By: Belinda Nketia
Ghana’s Finance Minister, Dr. Cassiel Ato Forson has unveiled a 5-point strategy to tackle inflation and stabilize the economy, pledging targeted actions across fiscal policy, exchange rate management, utility pricing, agriculture, and monetary coordination with the Bank of Ghana.
Presenting the 2025 Mid-Year Budget Review in Parliament on Th24th July 2025, the Minister said the government is committed to a deliberate and disciplined economic recovery plan that is already showing strong results.
“We pledge to pursue the following to reduce inflation,” he told Parliament, before laying out five key interventions.
1. Aggressive Fiscal Consolidation
The government will implement a tough fiscal consolidation drive aimed at reducing the fiscal deficit and public borrowing. This move, the Minister said, is necessary to ease inflationary pressure and improve long-term macroeconomic stability.
2. Exchange Rate Stabilization
The second pledge focuses on stabilizing the exchange rate to prevent imported inflation. This is expected to impact the pricing of essential items such as fuel, transportation, sugar, rice, and cooking oil which are commodities that are sensitive to forex fluctuations.
3. Targeted CPI-Based Interventions
The third pledge targets items with significant weight in Ghana’s Consumer Price Index (CPI) basket, including utilities and public transport. The goal is to reduce their costs and thereby lower the overall inflation rate.

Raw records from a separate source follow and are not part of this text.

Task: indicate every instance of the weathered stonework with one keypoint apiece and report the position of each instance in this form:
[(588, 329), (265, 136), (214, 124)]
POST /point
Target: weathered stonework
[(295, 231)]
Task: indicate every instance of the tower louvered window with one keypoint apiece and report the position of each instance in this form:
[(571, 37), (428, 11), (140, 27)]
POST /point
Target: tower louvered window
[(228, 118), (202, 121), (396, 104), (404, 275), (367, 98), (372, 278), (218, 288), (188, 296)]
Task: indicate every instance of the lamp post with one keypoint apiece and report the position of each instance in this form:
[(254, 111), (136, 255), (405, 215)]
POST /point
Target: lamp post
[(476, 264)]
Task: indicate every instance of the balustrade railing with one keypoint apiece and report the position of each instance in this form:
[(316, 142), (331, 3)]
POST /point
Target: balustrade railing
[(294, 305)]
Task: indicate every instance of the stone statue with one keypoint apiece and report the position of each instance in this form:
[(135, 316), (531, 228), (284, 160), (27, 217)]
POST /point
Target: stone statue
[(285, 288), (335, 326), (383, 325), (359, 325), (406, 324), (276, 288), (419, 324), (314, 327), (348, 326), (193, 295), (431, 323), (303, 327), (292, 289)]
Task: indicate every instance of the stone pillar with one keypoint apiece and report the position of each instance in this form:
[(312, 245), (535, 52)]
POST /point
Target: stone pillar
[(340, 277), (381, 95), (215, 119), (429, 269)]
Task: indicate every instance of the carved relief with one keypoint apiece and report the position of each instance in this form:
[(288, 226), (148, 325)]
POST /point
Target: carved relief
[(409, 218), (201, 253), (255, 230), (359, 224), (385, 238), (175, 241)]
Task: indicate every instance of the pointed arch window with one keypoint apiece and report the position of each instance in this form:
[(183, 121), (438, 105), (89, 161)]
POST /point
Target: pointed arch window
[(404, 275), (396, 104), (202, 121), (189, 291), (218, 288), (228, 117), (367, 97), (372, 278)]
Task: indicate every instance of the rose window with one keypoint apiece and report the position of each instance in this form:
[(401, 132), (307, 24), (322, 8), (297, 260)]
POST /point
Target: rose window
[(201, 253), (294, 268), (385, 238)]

4. Bank of Ghana Collaboration on Monetary Policy
The fourth commitment involves working closely with the Bank of Ghana to adopt a strong monetary policy stance. The central bank will deploy liquidity management tools to support the broader disinflation agenda.
5. Agricultural Transformation to Tackle Food Inflation
Finally, the Minister pledged to scale up investment in agriculture as a long-term strategy to reduce food inflation and drive economic transformation.
“These are not random improvements,” the Minister said. “The drastic fall in inflation is not by chance or sheer luck, but a result of hard work and deliberate government policies.”
He cited recent figures to support the progress, noting that consumer price inflation has dropped from 23.8% in December 2024 to 13.7% in June 2025 which is a significant decline attributed to these focused interventions.
The Finace Minister expressed optimism that, with continued commitment, Ghana’s GDP growth could exceed the 2025 target of 4%, signaling a stronger-than-expected economic recovery.